Angler, facing forward with his mistress behind him, rolled his eyes. Exactly who he was rolling them for, he could not say. The crows, maybe.


 "Copper!" Glee bloomed in Mr. Bugle's voice. "Every one of those rides is wired with copper. We strip that and bring it to the next encampment, we'll--"

 Be rich. Excitement built in Angler's chest. If we can hold it, that is. He looked to the shotgun leaning against the bench, counted shells in his head.

 "Some people are never satisfied, are they, Angler dear? You'd think travelling across the country with an entire wagon of hundred dollar bills would be enough for any sane man, but--"

 "Have your man bring us closer," Mr. Bugle told her. The tone pricked at Angler, as it always did, but his mam had always said that men of vision were to be given certain latitude. Angler swallowed down his irritation and twitched the horses on.

 "Stop this wagon immediately," Missus Hammeril said. "I will most definitely not risk my horses' safety by going one step closer to that rattling deathtrap, Rueford Bugle. If you want to go fall into a hole or get crushed by a falling funhouse, that's your own decision, but you will not risk my property or person in doing it."

 It was a lungful for her. When Angler stopped the horses again and looked back, her face was red beneath her wild white mountain of hair. She looked, he thought, not unlike a strawberry covered in whipped cream. He hoped she wasn't about to stroke out like the late Mr. Hammeril, God rest his soul. Angler didn't relish the thought of digging another grave on this trip, but he knew himself and he wouldn't be able to sleep if she was left to rest unburied.

 "There is, you know. A certain sense," Angler ventured. "To what Mr. Bugle is saying. Not everyone"--not anyone, he meant--" still believes that the sort of money we're carrying has much value anymore. Something more, you know, concrete. Might be useful."

 His mistress' nostrils flared. "So you're both against me now? I suppose this sort of thing is to be expected of a man like you, Rueford, but Angler Hook, after all these years I thought better of you."

 "Not in the least against you, Beatrice dear," Mr.
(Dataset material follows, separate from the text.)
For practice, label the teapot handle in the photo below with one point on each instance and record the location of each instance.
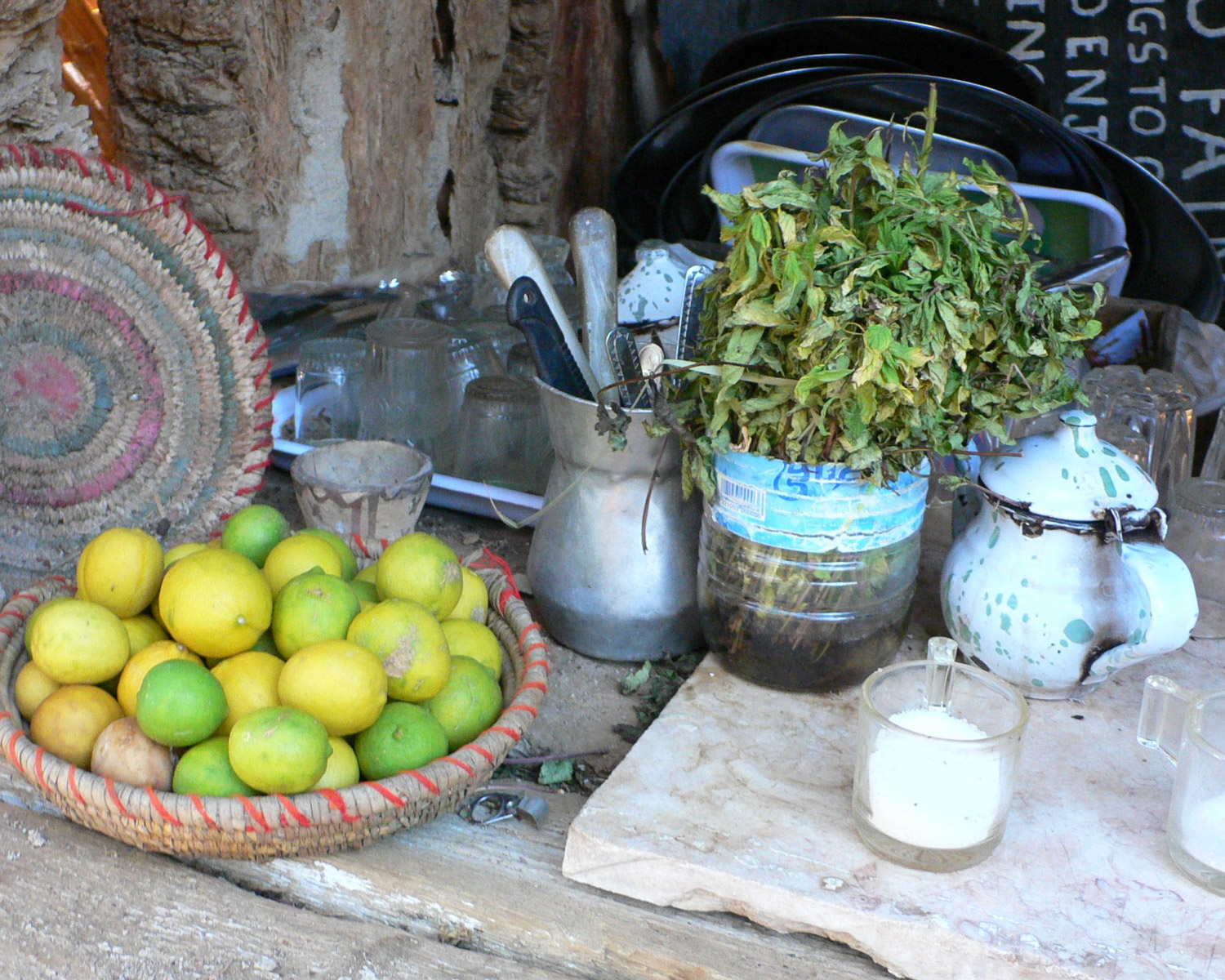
(1163, 712)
Bugle said. "The government may well come to save us all, one day. But until then, it behooves us to look out for ourselves. It's simply more practical to bring the horses to the copper than the copper to the horses."
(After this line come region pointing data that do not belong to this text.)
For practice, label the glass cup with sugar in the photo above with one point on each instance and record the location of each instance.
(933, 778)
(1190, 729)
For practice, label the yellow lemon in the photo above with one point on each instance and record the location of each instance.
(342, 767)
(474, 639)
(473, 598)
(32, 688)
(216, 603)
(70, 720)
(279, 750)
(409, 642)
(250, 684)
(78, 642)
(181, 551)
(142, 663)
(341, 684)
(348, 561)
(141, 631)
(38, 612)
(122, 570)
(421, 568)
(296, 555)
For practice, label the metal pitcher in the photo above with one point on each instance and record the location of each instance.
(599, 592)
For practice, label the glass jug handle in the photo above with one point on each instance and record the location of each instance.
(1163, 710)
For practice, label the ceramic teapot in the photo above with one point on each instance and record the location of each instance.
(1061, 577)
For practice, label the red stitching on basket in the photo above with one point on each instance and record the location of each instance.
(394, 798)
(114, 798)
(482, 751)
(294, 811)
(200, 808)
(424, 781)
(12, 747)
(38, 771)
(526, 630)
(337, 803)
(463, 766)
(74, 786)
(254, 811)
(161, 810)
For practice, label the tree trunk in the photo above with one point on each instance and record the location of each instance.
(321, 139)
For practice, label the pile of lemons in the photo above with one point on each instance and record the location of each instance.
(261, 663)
 Missus Hammeril sniffed. "These horses were my husband's pride and joy. If something were to happen to them--"

  Well, then, we'd all be dead. But we'll be dead anyway without food, and feed corn and crows make for miserable eating.

 "Now, Missus Hammeril," Angler said. "I'm sure Mr. Bugle won't let anything happen to Duke and Daisy." 

"Rueford Bugle would shoot every horse on every estate from here to Kentucky if it would shave an extra dollar from his tax bill," Missus Hammeril said.

 "Nonetheless," Mr. Bugle said. "Copper is heavy stuff, and you don't want to wear your man out carrying it."

 "But surely you'll help him!" Missus Hammeril said.

 And that, right there in a nutshell, was why Angler Hook was still travelling with the unlikely pair of them. Because Mr. Bugle wasn't just practical, he was smart. And if Mr. Bugle was right, and they were on their own, Angler would need to be needed by smart people, wasn't he? And if the government ever came back, well, someone like Mr. Bugle was going to go places in the reconstruction, and Angler could certainly do worse for himself than to be nearby.

 "Sorry, ma'am," he said, and he twitched the horses forward again.

----

This one was from a writing prompt over at http://www.reddit.com/r/fantasywriters/. Given three characters with distinct relationships, write a scene. My random generator gave me an abandoned amusement park, with the genre a cross of picaresque and military SF. The SF got stuck in the background - the apocalypse - and the picaresque makes this one more place they visited. I really wanted to bring someone in to really make the picaresque work, but since I couldn't per the challenge rules, I had to find the conflict in the park itself. Once I realized that, and sketched in why they'd be together, the rest more or less fell into place.